Two episodes of violence were recorded in Greece, allegedly linked to the killing of Konstantinos Kacifa, shot dead by the Albanian police over the weekend.
In the first case, a group of Albanians came up against a group of Greeks on Monday in Athens, while in the early hours of Tuesday a travel agency for Albania was attacked, with homemade incendiary bombs according to media reports. Greek and Albanian.
What happened over the weekend
Kacifa was shot after allegedly opening fire with a Kalashnikov against the Albanian police in the southern village of Bularat, near the border with Greece.
The village of Bularat - populated by Greek citizens - was celebrating the Oxy Day, a great Greek festival that at the time, in the 1940, commemorated the beginning of the Italian-Greek war.

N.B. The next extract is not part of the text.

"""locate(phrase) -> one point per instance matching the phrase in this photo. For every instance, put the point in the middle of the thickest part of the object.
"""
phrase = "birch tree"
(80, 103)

Vangjel Dule, political representative of the Greek minority in Albania, called the conduct of the Albanian police 'non-professional'. Speaking with the Albanian media, the inhabitants of the village of Bularat claimed that Kacifa had opened fire on an empty Albanian police car, with the intention of not killing anyone.
A video shot with a mobile phone, on the other hand, shows how Kacifa was running with a Kalashnikov firing several shots in an unclear direction. His killing was one of the worst incidents in the last decades between Albania and the country's Greek minority.
The agreement between Albania and Greece
Albania and Greece have a 'friendship' agreement, with some 600.000 Albanians who have emigrated to Greece in the last three decades.
However, the two governments have struggled to overcome various issues, including the rights of Albanians expelled by Greek nationalists at the end of World War II, known as the Cham question, and the rights of the Greek minority living in Albania.
In an attempt to overcome these problems, Albania agreed in 2016 to allow Greece to build cemeteries on Albanian territory for its soldiers who died in the country during World War II, and approved a new law on minority rights that made the Greek language is the second official language in the municipalities where the Greek ethnicity is in presence higher than 20%.
However, Greece refuses to recognize the Cham issue, while negotiations for the delimitation of the maritime border between the two countries are currently blocked.